Wolyd, he to whom Damascus owes its beautiful mosque, called Djama el
Ammouy, further enlarged the Mesdjed-e-Neby in A.H. 91.

[p.351] Till then, the houses where the wives and daughter and female relations of Mohammed had resided, stood close to the Hedjra, beyond the precincts of the mosque, into which they had private gates. Notwithstanding the great opposition he encountered, Wolyd compelled the women to leave their houses, and to accept a fair price for them; he then razed them, and extended the wall of the mosque on that side. The Greek Emperor, with whom he happened to be at peace, sent him workmen from Constantinople, who assisted in the new building; [Makrisi, in his account of various sovereigns who performed the pilgrimage, says that the Greek Emperor (whom he does not name) sent one hundred workmen to Wolyd, and a present of a hundred thousand methkal of gold, together with forty loads of small cut stones, for a mosaic pavement.] several of whom, being Christians, behaved, as it is related, with great indecency; one of them, in particular, when in the act of defiling the very tomb of the Prophet, was killed by a stone which fell from the roof. New stone pillars were now placed in the mosque, with gilt capitals. The walls were cased with marble variously adorned, and parts of them likewise gilt, and the whole building thus completely renewed.

About A.H. 160, the Khalife El Mohdy still further enlarged the enclosure, and made it two hundred and forty pikes in length; and in this state the mosque remained for several centuries.

Hakem bamr Illah, the mad King of Egypt, who sent one of his emissaries to destroy the black stone of the Kaaba, also made an unsuccessful attempt to take from the mosque of Medina Mohammeds tomb, and transport it to Cairo. In A.H. 557, in the time of El Melek el Adel Noureddyn, king of Egypt, two Christians in disguise were discovered at Medina, who had made a subterraneous passage from a neighbouring house into the Hedjra, and stolen from thence articles of great value. Being put to the torture, they confessed having been sent by the King of Spain for that purpose; and they paid for their temerity with their lives. Sultan Noureddyn, after this, carried a trench round the Hedjra, and filled it with lead, to prevent similar attempts.

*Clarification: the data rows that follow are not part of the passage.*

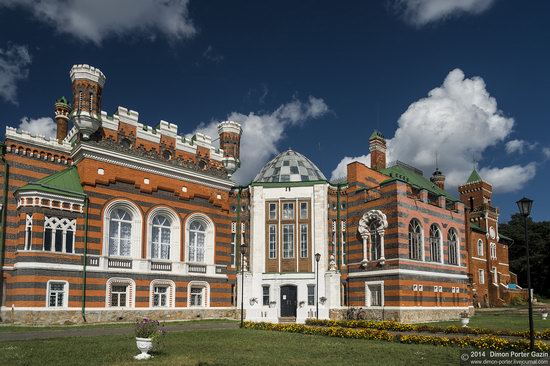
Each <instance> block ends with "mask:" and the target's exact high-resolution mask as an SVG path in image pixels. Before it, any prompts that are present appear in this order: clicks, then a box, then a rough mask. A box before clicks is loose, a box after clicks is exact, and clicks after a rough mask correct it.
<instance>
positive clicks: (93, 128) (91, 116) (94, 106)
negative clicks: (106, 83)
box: [70, 65, 105, 140]
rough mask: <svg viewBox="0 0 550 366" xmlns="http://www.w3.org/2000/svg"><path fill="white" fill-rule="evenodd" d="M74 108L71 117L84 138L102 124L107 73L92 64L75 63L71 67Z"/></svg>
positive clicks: (96, 130) (70, 72) (96, 128)
mask: <svg viewBox="0 0 550 366" xmlns="http://www.w3.org/2000/svg"><path fill="white" fill-rule="evenodd" d="M70 75H71V82H72V90H73V110H72V113H71V117H72V118H73V120H74V124H75V126H76V127H77V128H78V129H79V131H80V133H81V134H82V138H83V139H84V140H88V139H89V138H90V136H91V135H92V134H93V133H94V132H96V131H97V130H98V129H99V127H100V126H101V94H102V91H103V85H105V75H103V73H102V72H101V70H99V69H97V68H95V67H92V66H90V65H74V66H73V67H72V68H71V72H70Z"/></svg>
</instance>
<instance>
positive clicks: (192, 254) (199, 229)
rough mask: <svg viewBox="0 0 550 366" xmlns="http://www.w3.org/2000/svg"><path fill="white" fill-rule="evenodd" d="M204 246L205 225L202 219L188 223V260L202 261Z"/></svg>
mask: <svg viewBox="0 0 550 366" xmlns="http://www.w3.org/2000/svg"><path fill="white" fill-rule="evenodd" d="M205 246H206V225H205V224H204V222H202V220H197V219H196V220H193V221H191V222H190V223H189V248H188V249H189V261H190V262H204V255H205Z"/></svg>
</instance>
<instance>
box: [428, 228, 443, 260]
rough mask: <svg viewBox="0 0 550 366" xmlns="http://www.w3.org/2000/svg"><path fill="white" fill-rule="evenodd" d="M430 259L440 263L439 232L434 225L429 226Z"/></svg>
mask: <svg viewBox="0 0 550 366" xmlns="http://www.w3.org/2000/svg"><path fill="white" fill-rule="evenodd" d="M430 259H431V261H432V262H441V231H440V230H439V228H438V227H437V225H435V224H432V225H431V226H430Z"/></svg>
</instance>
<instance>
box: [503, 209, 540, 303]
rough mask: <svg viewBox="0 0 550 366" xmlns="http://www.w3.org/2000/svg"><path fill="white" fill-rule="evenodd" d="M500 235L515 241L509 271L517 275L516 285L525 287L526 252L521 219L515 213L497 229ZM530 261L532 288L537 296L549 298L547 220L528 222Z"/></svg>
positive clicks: (521, 219)
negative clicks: (507, 237)
mask: <svg viewBox="0 0 550 366" xmlns="http://www.w3.org/2000/svg"><path fill="white" fill-rule="evenodd" d="M499 230H500V233H501V234H504V235H506V236H509V237H510V238H512V239H514V243H513V244H512V245H510V248H509V257H510V258H509V260H510V270H511V271H512V272H514V273H516V274H517V275H518V282H519V285H520V286H522V287H524V288H526V287H527V253H526V249H525V232H524V224H523V216H521V215H520V214H514V215H513V216H512V218H511V220H510V221H509V222H508V223H506V224H501V225H500V227H499ZM527 232H528V234H529V250H530V262H531V285H532V287H533V289H534V291H535V293H536V294H539V295H543V296H545V297H549V296H550V286H549V284H550V245H549V244H550V221H541V222H534V221H533V220H532V219H530V218H528V219H527Z"/></svg>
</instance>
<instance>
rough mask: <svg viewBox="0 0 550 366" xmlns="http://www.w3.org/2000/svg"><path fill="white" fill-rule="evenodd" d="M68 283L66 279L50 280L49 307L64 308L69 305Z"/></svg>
mask: <svg viewBox="0 0 550 366" xmlns="http://www.w3.org/2000/svg"><path fill="white" fill-rule="evenodd" d="M68 287H69V285H68V283H67V282H65V281H59V282H58V281H49V282H48V307H50V308H62V307H66V306H67V301H68V298H69V296H68V294H67V292H68Z"/></svg>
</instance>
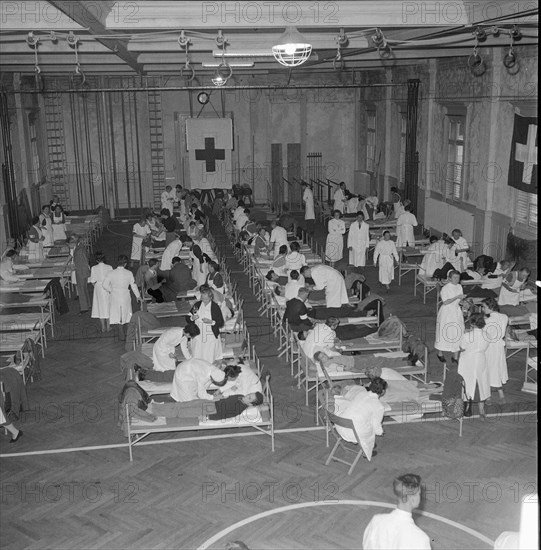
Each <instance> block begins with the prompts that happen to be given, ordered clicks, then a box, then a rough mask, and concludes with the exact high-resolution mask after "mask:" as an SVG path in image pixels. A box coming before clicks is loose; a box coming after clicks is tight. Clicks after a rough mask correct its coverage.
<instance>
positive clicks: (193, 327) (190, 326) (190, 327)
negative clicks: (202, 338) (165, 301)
mask: <svg viewBox="0 0 541 550" xmlns="http://www.w3.org/2000/svg"><path fill="white" fill-rule="evenodd" d="M184 332H185V334H187V335H188V336H190V337H191V338H195V337H196V336H199V335H200V334H201V331H200V330H199V327H198V326H197V325H196V324H195V323H188V324H187V325H186V326H185V327H184Z"/></svg>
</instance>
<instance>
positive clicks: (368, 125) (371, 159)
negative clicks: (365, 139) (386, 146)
mask: <svg viewBox="0 0 541 550" xmlns="http://www.w3.org/2000/svg"><path fill="white" fill-rule="evenodd" d="M375 169H376V111H367V113H366V171H367V172H375Z"/></svg>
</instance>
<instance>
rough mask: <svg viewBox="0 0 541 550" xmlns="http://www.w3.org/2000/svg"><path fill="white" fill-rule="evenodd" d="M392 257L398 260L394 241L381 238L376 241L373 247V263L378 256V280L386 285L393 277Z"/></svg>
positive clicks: (392, 263) (377, 258)
mask: <svg viewBox="0 0 541 550" xmlns="http://www.w3.org/2000/svg"><path fill="white" fill-rule="evenodd" d="M393 257H394V258H395V260H396V261H397V262H398V251H397V250H396V245H395V244H394V241H391V240H389V241H386V240H385V239H382V240H381V241H378V244H377V245H376V248H375V249H374V265H376V264H377V261H378V258H379V273H378V277H379V282H380V283H381V284H382V285H388V284H389V283H390V282H391V281H392V280H393V279H394V263H393Z"/></svg>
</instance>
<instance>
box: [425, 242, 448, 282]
mask: <svg viewBox="0 0 541 550" xmlns="http://www.w3.org/2000/svg"><path fill="white" fill-rule="evenodd" d="M446 250H448V248H447V245H446V244H445V241H442V240H439V241H436V242H435V243H432V244H431V245H430V246H429V247H428V248H427V250H426V254H425V255H424V256H423V260H422V262H421V267H420V272H421V273H422V274H423V275H425V276H426V277H432V275H434V271H436V269H441V268H442V267H443V263H444V258H445V251H446Z"/></svg>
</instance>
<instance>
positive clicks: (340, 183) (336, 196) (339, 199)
mask: <svg viewBox="0 0 541 550" xmlns="http://www.w3.org/2000/svg"><path fill="white" fill-rule="evenodd" d="M333 199H334V204H333V210H338V212H340V213H341V214H343V213H344V208H345V206H346V184H345V183H344V182H343V181H341V182H340V187H338V189H337V190H336V191H335V192H334V195H333Z"/></svg>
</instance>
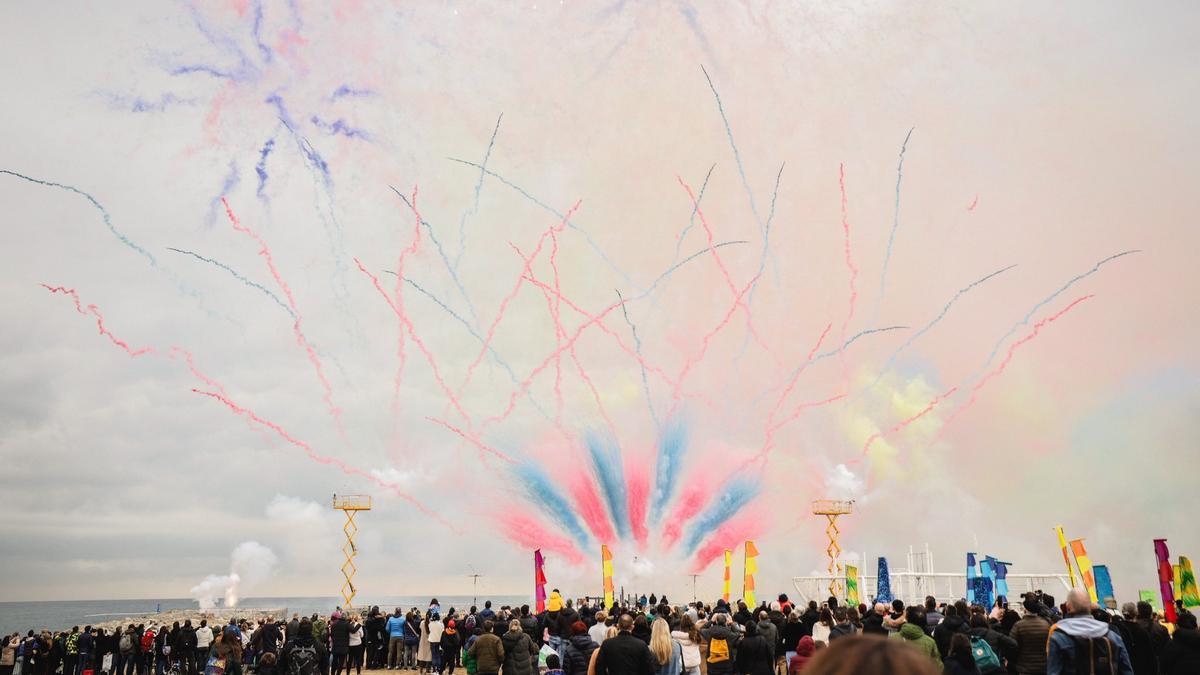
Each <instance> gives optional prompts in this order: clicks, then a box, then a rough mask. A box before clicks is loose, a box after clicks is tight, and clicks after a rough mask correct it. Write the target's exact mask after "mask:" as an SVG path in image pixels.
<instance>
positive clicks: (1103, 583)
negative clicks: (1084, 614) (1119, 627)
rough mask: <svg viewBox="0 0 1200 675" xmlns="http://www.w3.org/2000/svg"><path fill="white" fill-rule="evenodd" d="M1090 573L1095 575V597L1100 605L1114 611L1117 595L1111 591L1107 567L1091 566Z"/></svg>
mask: <svg viewBox="0 0 1200 675" xmlns="http://www.w3.org/2000/svg"><path fill="white" fill-rule="evenodd" d="M1092 573H1093V574H1096V595H1097V596H1099V598H1100V604H1103V605H1104V607H1106V608H1109V609H1116V608H1117V595H1116V592H1115V591H1114V590H1112V575H1111V574H1109V566H1106V565H1097V566H1093V567H1092Z"/></svg>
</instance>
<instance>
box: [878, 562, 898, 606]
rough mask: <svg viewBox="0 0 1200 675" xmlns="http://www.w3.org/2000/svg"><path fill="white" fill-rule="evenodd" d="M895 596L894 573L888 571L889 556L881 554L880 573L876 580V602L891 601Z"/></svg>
mask: <svg viewBox="0 0 1200 675" xmlns="http://www.w3.org/2000/svg"><path fill="white" fill-rule="evenodd" d="M893 599H895V598H894V597H892V575H890V574H889V573H888V558H886V557H883V556H880V575H878V578H877V579H876V580H875V602H877V603H890V602H892V601H893Z"/></svg>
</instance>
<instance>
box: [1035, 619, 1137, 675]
mask: <svg viewBox="0 0 1200 675" xmlns="http://www.w3.org/2000/svg"><path fill="white" fill-rule="evenodd" d="M1104 637H1108V639H1110V640H1112V644H1114V645H1115V646H1116V649H1117V662H1118V665H1117V673H1120V675H1134V673H1133V665H1132V664H1130V663H1129V650H1127V649H1126V646H1124V643H1123V641H1122V640H1121V634H1120V633H1117V632H1116V631H1114V629H1112V627H1111V626H1110V625H1108V623H1104V622H1103V621H1097V620H1094V619H1092V617H1091V616H1072V617H1068V619H1063V620H1062V621H1058V622H1057V623H1055V625H1054V626H1051V627H1050V643H1049V644H1048V645H1046V675H1074V673H1076V669H1075V643H1074V641H1073V640H1072V638H1087V639H1091V638H1104Z"/></svg>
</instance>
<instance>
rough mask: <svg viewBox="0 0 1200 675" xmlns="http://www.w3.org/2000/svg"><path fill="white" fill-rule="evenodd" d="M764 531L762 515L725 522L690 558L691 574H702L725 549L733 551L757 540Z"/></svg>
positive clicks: (740, 518)
mask: <svg viewBox="0 0 1200 675" xmlns="http://www.w3.org/2000/svg"><path fill="white" fill-rule="evenodd" d="M763 531H766V525H764V514H749V513H748V514H743V515H739V516H738V518H734V519H732V520H730V521H728V522H725V524H724V525H721V526H720V527H718V528H716V532H714V533H713V536H712V537H709V538H708V542H706V543H704V545H703V546H701V548H700V549H698V550H697V551H696V555H695V556H694V557H692V562H691V573H694V574H698V573H701V572H703V571H704V569H706V568H707V567H708V566H709V565H712V562H713V561H714V560H716V558H718V557H720V556H721V555H722V554H724V552H725V549H730V550H734V549H737V548H738V546H740V545H742V543H743V542H749V540H752V539H756V538H758V536H760V534H762V533H763Z"/></svg>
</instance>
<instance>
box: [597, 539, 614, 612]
mask: <svg viewBox="0 0 1200 675" xmlns="http://www.w3.org/2000/svg"><path fill="white" fill-rule="evenodd" d="M600 566H601V569H602V571H604V608H605V610H608V609H610V608H611V607H612V601H613V598H612V596H613V586H612V551H610V550H608V545H607V544H600Z"/></svg>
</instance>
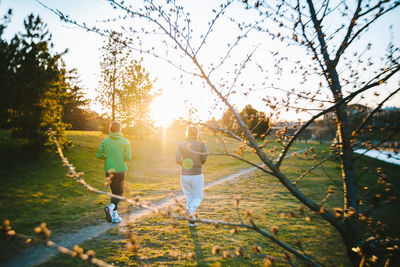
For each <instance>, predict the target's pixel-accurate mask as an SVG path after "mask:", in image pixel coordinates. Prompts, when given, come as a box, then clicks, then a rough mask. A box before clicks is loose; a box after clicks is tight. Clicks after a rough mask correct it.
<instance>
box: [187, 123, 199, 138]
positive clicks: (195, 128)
mask: <svg viewBox="0 0 400 267" xmlns="http://www.w3.org/2000/svg"><path fill="white" fill-rule="evenodd" d="M186 137H187V138H188V139H195V140H199V129H198V128H197V127H196V126H194V125H190V126H188V127H187V128H186Z"/></svg>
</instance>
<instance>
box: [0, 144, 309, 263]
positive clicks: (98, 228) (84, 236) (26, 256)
mask: <svg viewBox="0 0 400 267" xmlns="http://www.w3.org/2000/svg"><path fill="white" fill-rule="evenodd" d="M305 150H306V149H302V150H299V151H296V152H297V153H302V152H304V151H305ZM290 156H291V155H287V156H286V157H290ZM256 169H257V168H256V167H252V168H248V169H243V170H241V171H239V172H235V173H232V174H229V175H227V176H224V177H222V178H220V179H218V180H215V181H211V182H208V183H206V184H205V185H204V188H205V189H207V188H210V187H213V186H216V185H219V184H221V183H224V182H226V181H229V180H233V179H235V178H238V177H240V176H242V175H245V174H248V173H250V172H252V171H254V170H256ZM183 197H184V196H183V193H179V194H177V195H176V196H175V198H177V199H182V198H183ZM175 198H173V197H168V198H165V199H163V200H160V201H158V202H156V203H154V205H153V207H154V208H161V207H165V206H168V205H171V204H172V203H173V202H174V199H175ZM151 212H152V210H150V209H143V208H142V209H138V210H136V211H133V212H131V213H129V214H127V215H122V216H121V217H122V219H123V221H122V223H120V224H112V223H107V222H104V223H101V224H97V225H91V226H86V227H84V228H82V229H80V230H79V231H77V232H74V233H68V234H61V235H59V236H57V237H55V238H54V239H52V241H54V242H55V243H57V244H58V245H60V246H64V247H67V248H72V247H73V246H74V245H79V244H81V243H83V242H84V241H87V240H91V239H93V238H96V237H98V236H101V235H102V234H104V233H106V232H107V231H108V230H110V229H112V228H114V227H117V226H123V225H125V224H126V222H132V221H134V220H135V219H137V218H139V217H142V216H145V215H148V214H150V213H151ZM57 253H58V252H57V251H56V250H55V249H53V248H49V247H45V246H41V245H40V246H35V247H30V248H27V249H25V250H24V251H23V254H21V255H17V256H16V257H15V258H14V259H12V260H10V261H7V262H4V263H0V267H3V266H4V267H5V266H7V267H13V266H15V267H32V266H36V265H39V264H42V263H45V262H47V261H49V260H50V259H51V258H52V257H53V256H54V255H56V254H57Z"/></svg>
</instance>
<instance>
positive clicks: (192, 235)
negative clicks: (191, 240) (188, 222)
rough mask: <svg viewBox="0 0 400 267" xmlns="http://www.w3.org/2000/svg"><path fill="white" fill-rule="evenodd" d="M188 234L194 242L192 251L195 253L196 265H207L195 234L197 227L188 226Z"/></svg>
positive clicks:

In A.H. 654, a few months after the eruption of a volcano near the

[p.352] town, the mosque caught fire, and was burnt to the ground; but the Korans deposited in the Hedjra were saved. This accident was ascribed to the Persian sectaries of Beni Hosseyn, who were then the guardians of the tomb. In the following year its restoration was undertaken at the expense of the Khalife Mostasem Billah, Ibn el Montaser Billah, and the lord of Yemen, El Mothaffer Shams eddyn Yousef, and completed by El Dhaher Bybars, Sultan of Egypt, in A.H. 657. The dome over the tomb was erected in 678. Several kings of Egypt successively improved and enlarged the building, till A.H. 886, when it was again destroyed by fire occasioned by lightning. The destruction was complete; all the walls of the mosque, and part of those of the Hedjra, the roof, and one hundred and twenty columns fell: all the books in the mosque were destroyed; but the fire appears to have spared the interior of the tomb in the Hedjra. Kayd Beg, then king of Egypt, to whom that country and the Hedjaz owe a number of public works, completely rebuilt the mosque, as it now stands, in A.H. 892. He sent three hundred workmen from Cairo for that purpose. The interior of the Hedjra was cleared, and three deep graves were found in the inside, full of rubbish; but the author of this history, who himself entered it, saw no traces of tombs. The original place of Mohammeds tomb was ascertained with great difficulty. The walls of the Hedjra were then rebuilt, and the iron railing placed round it which is now there. The dome was again raised over it; the gates were distributed as they now are; a new mambar, or pulpit, was sent as a present from Cairo, and the whole mosque assumed its present form. Since the above period, a few immaterial improvements have been made by the Othman Emperors of Constantinople.